2. Background
Empirical and theoretical studies have demonstrated that wider networks tend to exhibit mode connectivity: where distinct minima are connected by a smooth, low-loss path
[1, 2]. These networks tend to occupy regions of the loss landscape that are smoother, with shorter and less pronounced barriers between minima. This characteristic suggests that wider models, by virtue of their increased parameterization, might allow for greater flexibility in optimization, potentially leading to more robust solutions.
However, most prior work has focused on the existence of connectivity, rather than the
geometry of these connections. In particular, even fewer studies have measured how landscape properties, such as barrier height and path sharpness, vary not just within one path, but across varying architectural factors like depth in practical deep learning settings on real datasets (e.g., ResNet or CNNs on CIFAR-10).
Moreover, while increased connectivity through overparameterization has been linked to improved generalization, this relationship is not without limits
[3, 4]. Beyond a certain degree of overparameterization, increased capacity may no longer improve generalization. Larger models might exhibit wider but shallower basins in the loss landscape, potentially impairing test performance on out-of-distribution data. Furthermore, increasing depth and width might give opposing results
[5]. The precise conditions under which the benefits of increased connectivity plateau, and how the loss landscape geometry contributes to this effect, remains underexplored.
The collective body of existing research confirms the central role of overparameterization in shaping the loss landscape
[6, 7]. It has been established that the set of optimal solutions in networks where the number of parameters significantly exceeds the number of data points is not discrete but rather forms a high-dimensional submanifold
[8, 9]. Awareness of this phenomenon fundamentally changes the optimization challenge. Finding a good solution requires finding not only low-loss minimum, but also a minimum that generalizes well, a property not reflected in the loss itself. This has motivated work to study the effect of hyperparameters such as learning rate and batch size on the width of the minima that stochastic gradient descent (SGD) converges to
[10]. Furthermore, dedicated flatness-aware optimization strategies, such as sharpness-aware minimization (SAM)

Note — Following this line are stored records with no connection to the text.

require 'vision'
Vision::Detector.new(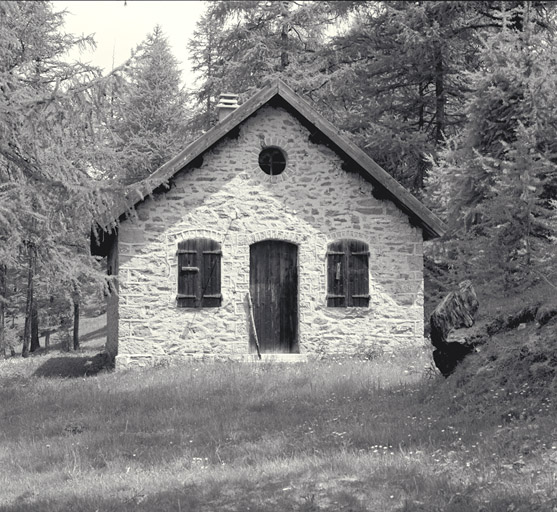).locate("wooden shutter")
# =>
[176,238,222,308]
[327,240,370,307]
[327,241,346,308]
[346,240,369,307]
[177,239,200,308]
[199,238,222,308]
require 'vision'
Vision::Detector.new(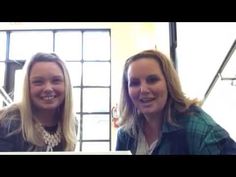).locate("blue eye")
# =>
[129,80,140,87]
[146,76,160,84]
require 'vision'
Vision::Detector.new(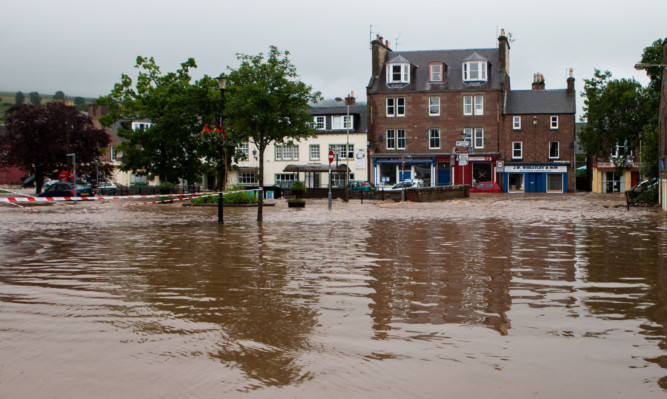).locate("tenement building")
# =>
[367,31,576,193]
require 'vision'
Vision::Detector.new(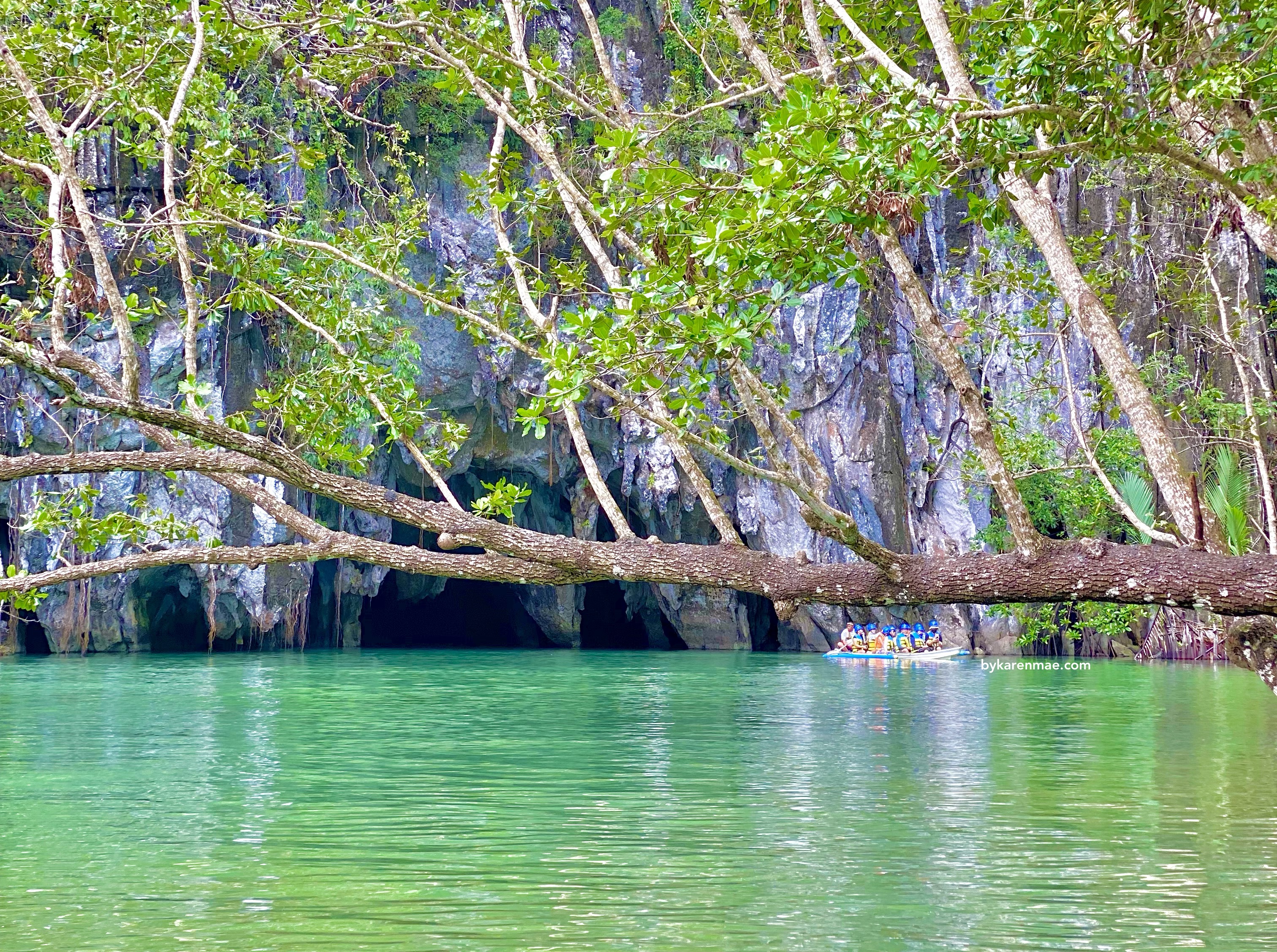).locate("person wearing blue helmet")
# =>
[852,625,868,654]
[895,625,913,652]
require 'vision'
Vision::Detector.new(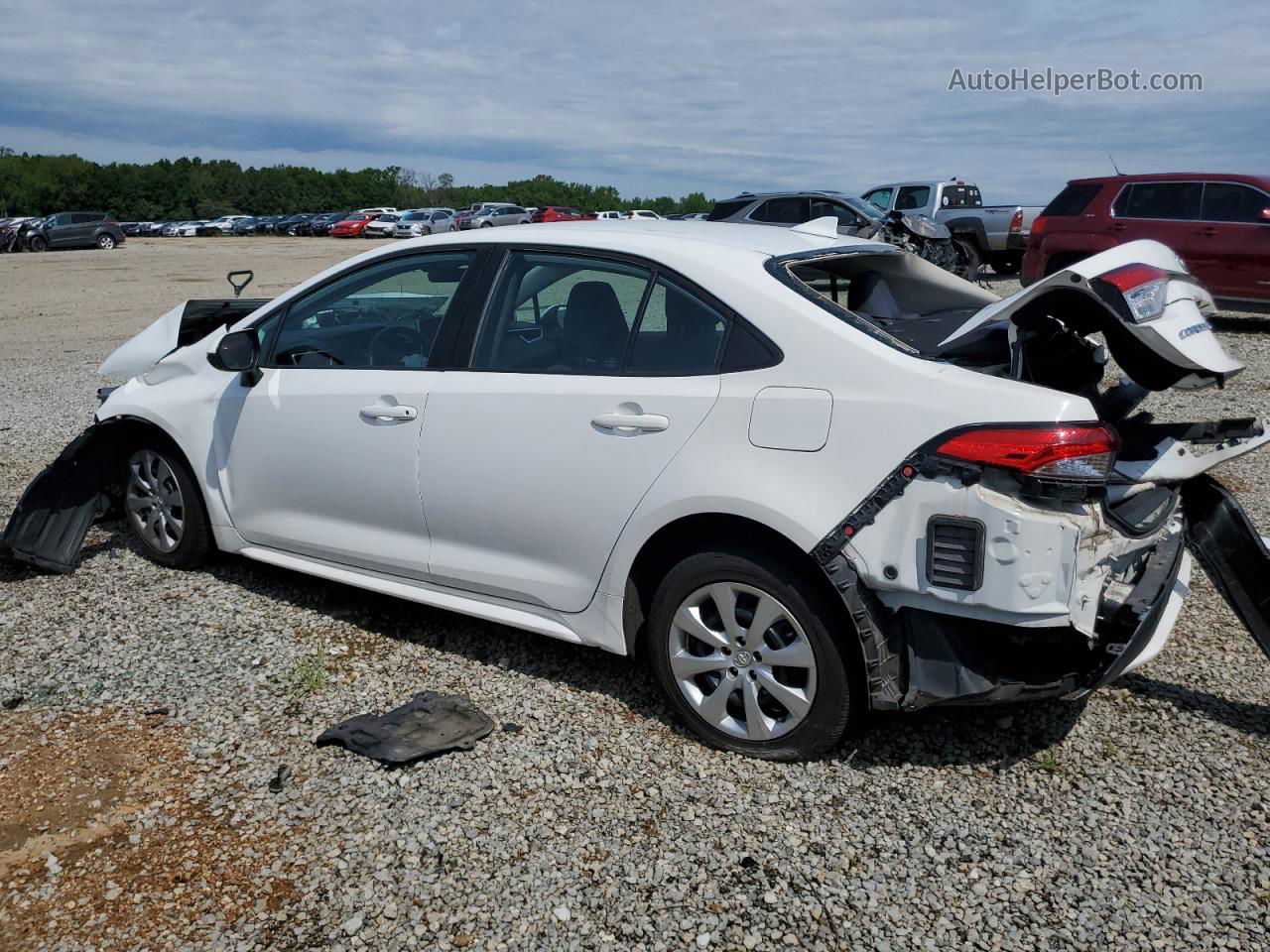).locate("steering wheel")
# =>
[367,325,427,367]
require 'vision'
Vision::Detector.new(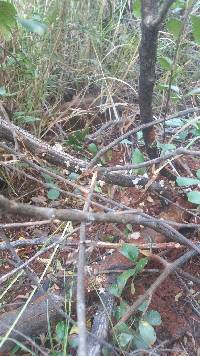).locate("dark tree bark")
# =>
[139,0,174,158]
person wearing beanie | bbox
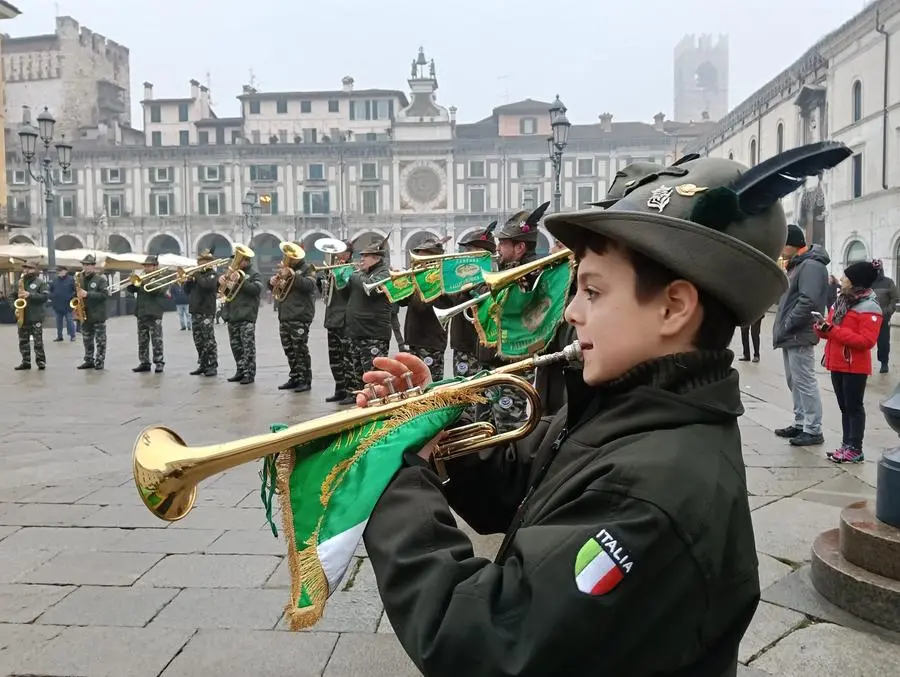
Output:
[772,223,831,447]
[815,261,884,463]
[872,259,900,374]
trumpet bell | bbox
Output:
[313,237,347,254]
[278,242,306,261]
[133,426,197,522]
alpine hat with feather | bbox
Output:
[497,202,550,242]
[544,141,852,326]
[459,221,497,254]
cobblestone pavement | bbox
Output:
[0,306,900,677]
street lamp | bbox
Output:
[547,94,572,212]
[241,190,259,242]
[19,106,72,275]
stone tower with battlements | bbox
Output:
[674,35,728,122]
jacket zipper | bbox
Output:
[494,426,569,564]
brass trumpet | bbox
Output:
[132,341,581,522]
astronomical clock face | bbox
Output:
[400,160,447,212]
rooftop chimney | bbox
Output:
[653,113,666,132]
[600,113,612,132]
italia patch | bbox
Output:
[575,529,634,596]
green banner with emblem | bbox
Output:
[441,252,491,294]
[496,261,575,358]
[331,263,356,289]
[381,275,416,303]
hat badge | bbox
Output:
[647,185,673,214]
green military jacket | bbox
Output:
[269,261,316,323]
[364,351,760,677]
[125,284,166,320]
[13,273,50,324]
[184,269,219,315]
[346,261,393,341]
[81,273,109,324]
[222,268,263,322]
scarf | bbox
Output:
[831,287,872,324]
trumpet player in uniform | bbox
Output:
[219,248,263,385]
[269,242,316,393]
[15,261,50,371]
[76,254,109,371]
[479,202,550,431]
[397,239,451,381]
[125,255,167,374]
[184,249,219,376]
[319,240,353,402]
[340,237,395,405]
[358,147,851,677]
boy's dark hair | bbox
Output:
[573,233,737,350]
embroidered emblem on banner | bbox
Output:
[575,529,634,596]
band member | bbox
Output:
[76,254,109,371]
[15,261,50,371]
[319,240,353,402]
[479,202,550,432]
[340,237,394,405]
[219,250,264,385]
[398,239,452,381]
[450,221,497,376]
[184,249,219,376]
[358,146,849,677]
[125,255,166,374]
[269,244,316,393]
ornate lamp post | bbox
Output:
[241,190,259,245]
[547,94,572,212]
[19,107,72,275]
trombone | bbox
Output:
[144,259,229,292]
[132,341,581,522]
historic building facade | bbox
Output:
[694,0,900,278]
[7,45,711,268]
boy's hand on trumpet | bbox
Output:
[356,353,431,407]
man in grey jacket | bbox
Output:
[772,223,831,447]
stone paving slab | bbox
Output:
[0,583,77,625]
[12,626,195,677]
[323,635,421,677]
[139,555,281,588]
[750,623,900,677]
[36,585,178,627]
[160,630,338,677]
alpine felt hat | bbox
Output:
[544,141,852,326]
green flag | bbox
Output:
[263,379,486,630]
[412,266,444,303]
[381,275,416,303]
[331,263,356,289]
[441,252,491,294]
[497,261,575,358]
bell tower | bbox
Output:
[674,35,728,122]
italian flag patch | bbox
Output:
[575,529,631,595]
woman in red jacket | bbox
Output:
[815,261,882,463]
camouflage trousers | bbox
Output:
[138,317,166,367]
[409,345,444,381]
[327,329,353,392]
[19,322,47,367]
[81,322,106,367]
[278,320,312,385]
[228,322,256,378]
[191,313,219,369]
[486,369,534,432]
[347,338,391,391]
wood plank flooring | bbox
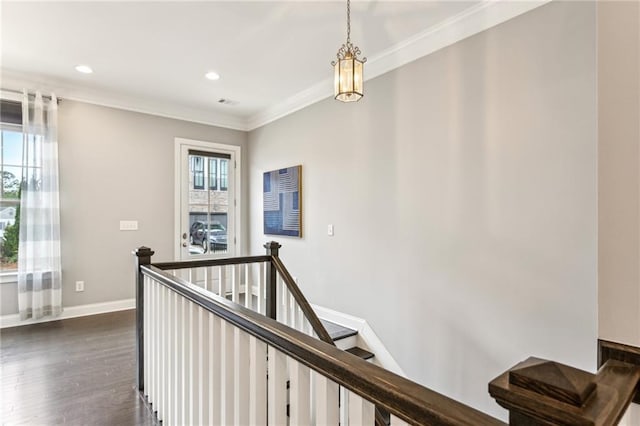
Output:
[0,310,158,425]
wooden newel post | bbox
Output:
[133,246,155,391]
[264,241,282,319]
[489,357,640,426]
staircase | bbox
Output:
[320,318,391,426]
[320,318,374,360]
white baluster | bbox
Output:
[312,372,340,426]
[230,265,240,303]
[221,321,235,425]
[249,336,267,425]
[267,346,287,426]
[389,414,409,426]
[142,276,151,399]
[339,386,350,426]
[289,359,311,426]
[288,292,298,330]
[156,285,169,420]
[218,265,227,298]
[256,262,267,315]
[173,294,186,425]
[210,312,222,425]
[233,327,249,425]
[149,278,160,406]
[187,302,202,424]
[166,289,178,424]
[244,263,253,309]
[195,304,209,425]
[348,392,375,426]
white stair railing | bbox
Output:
[136,248,501,426]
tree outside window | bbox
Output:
[0,127,22,271]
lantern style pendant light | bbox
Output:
[331,0,367,102]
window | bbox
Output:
[0,100,22,272]
[220,159,229,191]
[191,156,204,189]
[209,158,218,191]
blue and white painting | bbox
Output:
[262,166,302,237]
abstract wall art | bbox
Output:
[262,166,302,237]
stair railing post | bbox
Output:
[264,241,282,319]
[133,246,155,391]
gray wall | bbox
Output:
[1,100,247,315]
[249,2,597,416]
[598,2,640,346]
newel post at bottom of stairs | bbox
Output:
[133,246,155,391]
[264,241,282,319]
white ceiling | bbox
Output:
[0,0,545,130]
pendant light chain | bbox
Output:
[331,0,367,102]
[347,0,351,44]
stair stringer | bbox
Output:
[311,305,407,377]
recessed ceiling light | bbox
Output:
[76,65,93,74]
[209,71,220,80]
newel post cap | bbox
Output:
[263,241,282,256]
[133,246,155,260]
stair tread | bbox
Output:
[347,346,374,359]
[320,318,358,342]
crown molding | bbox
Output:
[1,0,551,131]
[247,0,551,130]
[1,69,247,131]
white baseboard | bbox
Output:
[0,299,136,328]
[311,305,407,377]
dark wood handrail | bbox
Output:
[153,255,334,345]
[153,255,271,271]
[271,256,335,346]
[140,265,505,426]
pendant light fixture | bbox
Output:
[331,0,367,102]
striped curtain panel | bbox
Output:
[18,92,62,319]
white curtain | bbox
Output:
[18,92,62,319]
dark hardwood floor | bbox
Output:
[0,311,157,425]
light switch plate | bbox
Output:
[120,220,138,231]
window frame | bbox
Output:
[209,158,219,191]
[191,155,205,190]
[0,91,24,284]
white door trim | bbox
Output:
[173,138,242,261]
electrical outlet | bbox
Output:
[120,220,138,231]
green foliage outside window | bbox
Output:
[0,190,20,263]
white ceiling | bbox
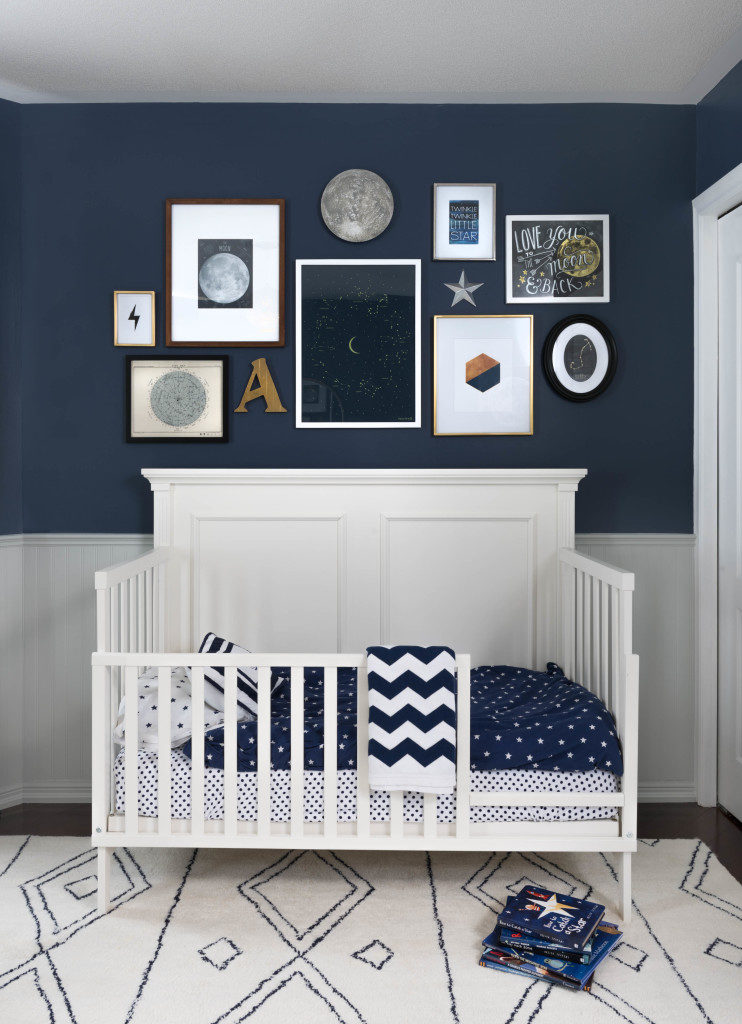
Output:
[0,0,742,102]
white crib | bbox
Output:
[92,469,639,921]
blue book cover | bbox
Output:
[480,924,621,989]
[497,886,606,949]
[482,925,600,964]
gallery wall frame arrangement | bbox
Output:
[296,259,422,429]
[114,291,156,348]
[433,182,496,260]
[505,213,610,303]
[433,313,533,437]
[541,314,618,401]
[126,355,228,442]
[165,199,286,348]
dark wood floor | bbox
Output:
[0,804,742,882]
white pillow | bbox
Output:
[114,669,231,750]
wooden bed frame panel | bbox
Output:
[92,470,639,921]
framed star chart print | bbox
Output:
[505,213,610,302]
[296,259,421,428]
[126,355,227,441]
[165,199,285,347]
[433,184,495,260]
[114,292,155,348]
[542,315,618,401]
[433,313,533,436]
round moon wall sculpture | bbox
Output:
[320,168,394,242]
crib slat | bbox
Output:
[136,572,146,651]
[611,587,623,736]
[158,669,172,836]
[224,666,237,836]
[574,569,584,683]
[600,581,613,708]
[124,666,139,835]
[258,666,271,836]
[108,585,121,651]
[389,790,404,839]
[323,668,338,839]
[456,654,472,839]
[355,663,370,838]
[291,666,304,839]
[423,793,438,839]
[190,666,204,836]
[144,569,155,652]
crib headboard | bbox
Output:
[142,469,586,667]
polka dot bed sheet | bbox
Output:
[114,750,618,823]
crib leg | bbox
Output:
[618,853,631,925]
[98,846,114,913]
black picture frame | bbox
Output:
[541,313,618,401]
[124,354,229,444]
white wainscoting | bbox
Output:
[0,534,696,808]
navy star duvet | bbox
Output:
[183,662,623,775]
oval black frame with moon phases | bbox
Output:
[541,313,618,401]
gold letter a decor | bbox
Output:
[234,358,286,413]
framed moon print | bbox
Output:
[542,315,618,401]
[433,313,533,436]
[296,259,421,428]
[114,292,155,348]
[433,184,495,261]
[165,199,285,347]
[505,213,610,302]
[126,355,227,441]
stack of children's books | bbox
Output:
[479,886,621,992]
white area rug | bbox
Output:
[0,837,742,1024]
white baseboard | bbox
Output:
[639,782,696,804]
[0,784,25,811]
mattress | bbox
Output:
[114,750,618,824]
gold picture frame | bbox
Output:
[114,289,157,348]
[433,313,533,437]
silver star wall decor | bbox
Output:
[446,270,484,306]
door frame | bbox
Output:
[693,164,742,807]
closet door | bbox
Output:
[718,207,742,818]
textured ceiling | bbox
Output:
[0,0,742,102]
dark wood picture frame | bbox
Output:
[541,313,618,401]
[165,199,286,348]
[124,354,229,444]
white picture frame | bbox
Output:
[505,213,611,305]
[114,291,156,348]
[433,182,496,262]
[433,313,533,437]
[296,259,422,430]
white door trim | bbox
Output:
[693,157,742,807]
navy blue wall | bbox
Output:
[0,99,23,534]
[23,104,695,531]
[696,60,742,193]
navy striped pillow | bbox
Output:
[199,633,272,717]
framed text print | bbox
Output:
[433,313,533,435]
[505,213,610,302]
[126,355,227,441]
[296,259,421,427]
[433,184,495,260]
[543,313,618,401]
[114,292,155,348]
[165,199,283,347]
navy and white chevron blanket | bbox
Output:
[366,646,456,794]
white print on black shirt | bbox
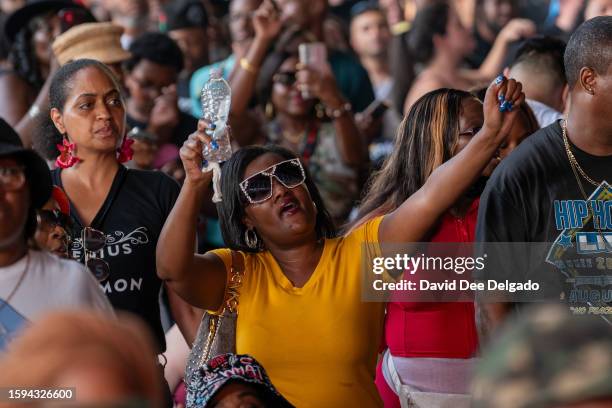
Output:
[70,227,149,259]
[70,227,149,294]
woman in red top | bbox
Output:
[354,89,535,408]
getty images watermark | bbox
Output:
[372,254,540,293]
[362,242,612,311]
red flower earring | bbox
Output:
[117,136,134,163]
[55,136,81,169]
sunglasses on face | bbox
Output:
[81,227,110,282]
[272,71,297,86]
[0,166,26,191]
[240,159,306,204]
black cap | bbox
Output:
[160,0,208,31]
[0,118,53,208]
[4,0,95,42]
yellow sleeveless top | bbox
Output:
[212,217,384,408]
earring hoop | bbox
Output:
[244,228,259,249]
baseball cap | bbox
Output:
[187,353,293,408]
[53,23,131,65]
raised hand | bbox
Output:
[253,0,282,41]
[483,75,525,142]
[296,63,342,107]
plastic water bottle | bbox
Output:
[200,71,232,163]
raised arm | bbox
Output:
[156,120,227,310]
[379,79,525,243]
[230,0,281,123]
[297,64,368,166]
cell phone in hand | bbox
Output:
[127,126,157,143]
[362,100,389,119]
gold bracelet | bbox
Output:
[240,58,257,74]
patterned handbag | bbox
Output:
[185,251,244,384]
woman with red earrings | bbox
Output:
[49,59,179,362]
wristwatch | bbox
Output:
[325,102,353,119]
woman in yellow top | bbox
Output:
[157,77,524,408]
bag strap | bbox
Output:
[224,250,244,313]
[198,250,244,367]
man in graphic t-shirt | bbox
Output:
[476,17,612,323]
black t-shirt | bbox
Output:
[476,122,612,304]
[52,166,180,352]
[126,111,198,148]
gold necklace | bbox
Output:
[561,119,601,187]
[561,119,609,250]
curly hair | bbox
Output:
[33,58,121,160]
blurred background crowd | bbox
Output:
[0,0,612,407]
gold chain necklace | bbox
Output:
[561,119,610,250]
[561,119,601,187]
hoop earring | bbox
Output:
[55,134,81,169]
[244,228,259,249]
[264,102,274,119]
[117,136,134,163]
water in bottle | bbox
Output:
[201,71,232,163]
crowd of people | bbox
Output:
[0,0,612,408]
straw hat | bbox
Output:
[52,23,131,65]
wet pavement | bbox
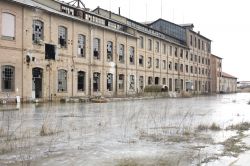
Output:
[0,93,250,166]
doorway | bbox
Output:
[32,68,43,98]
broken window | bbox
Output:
[61,6,74,16]
[174,79,179,91]
[168,78,173,91]
[139,36,144,48]
[162,78,166,85]
[169,46,173,56]
[180,49,183,58]
[107,41,113,62]
[93,72,101,92]
[155,41,160,52]
[194,55,197,62]
[139,55,144,66]
[129,75,135,90]
[118,74,125,90]
[32,20,43,44]
[155,59,160,69]
[155,77,160,85]
[174,47,178,57]
[148,77,153,85]
[58,26,67,48]
[57,69,67,92]
[186,51,188,60]
[107,73,113,91]
[77,35,86,57]
[180,79,184,90]
[119,44,125,63]
[190,66,193,73]
[77,71,85,91]
[2,65,15,91]
[148,39,152,51]
[190,35,193,46]
[45,44,56,60]
[162,60,167,69]
[180,64,183,72]
[148,57,152,68]
[139,76,144,90]
[93,38,101,59]
[2,13,16,40]
[163,44,167,54]
[186,65,188,73]
[129,47,135,64]
[174,63,178,71]
[168,61,172,70]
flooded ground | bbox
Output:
[0,93,250,166]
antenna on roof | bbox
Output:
[68,0,86,8]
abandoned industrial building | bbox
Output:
[0,0,230,101]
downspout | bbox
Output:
[21,6,25,102]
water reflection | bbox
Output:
[0,93,250,165]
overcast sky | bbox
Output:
[64,0,250,81]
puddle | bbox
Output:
[0,93,250,166]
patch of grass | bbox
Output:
[197,123,221,131]
[40,123,57,136]
[197,124,209,131]
[222,136,247,157]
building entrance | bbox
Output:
[32,68,43,98]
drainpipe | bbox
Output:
[21,7,24,102]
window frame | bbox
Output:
[1,11,16,40]
[1,65,15,92]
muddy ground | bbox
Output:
[0,93,250,166]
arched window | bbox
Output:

[11] and stochastic weight averaging (SWA)
[12], have been developed to actively seek out flat minima
[13].
Furthermore, a substantial area of research has focused on the relationship between optimization and flat minima, hypothesizing that the flatness of a basin correlates directly with a model's superior generalization ability
[14]. However, the connection between these macroscopic landscape properties, like the existence of flat minima, and the microscopic geometry of the connections between them, like path curvature and sharpness, remains loosely quantified, particularly in the context of controlled architectural variations like depth on modern architectures
[6, 7].
Thus, a significant gap remains in rigorously and empirically linking the degree of overparameterization to the quantitative geometry of the optimization landscape. This motivates a systematic investigation of how overparameterization shapes the geometry of the loss landscape, and how this, in turn, influences key properties like generalization. By studying these aspects in a controlled and thorough manner, we aim to uncover insights that could inform the design of more efficient architectures and optimization strategies, ultimately leading to more reliable and interpretable models.
Overparameterized networks tend to form connected, flatter regions of the loss landscape,
which has been linked to better optimization and generalization.
Flatness-aware optimization strategies like sharpness-aware minimization (SAM)
and stochastic weight averaging (SWA) have been developed to actively seek out flat minima.
How these flat, connected regions change with model size remains poorly understood.
Bridging this gap requires studying the geometry of paths between solutions across architectures.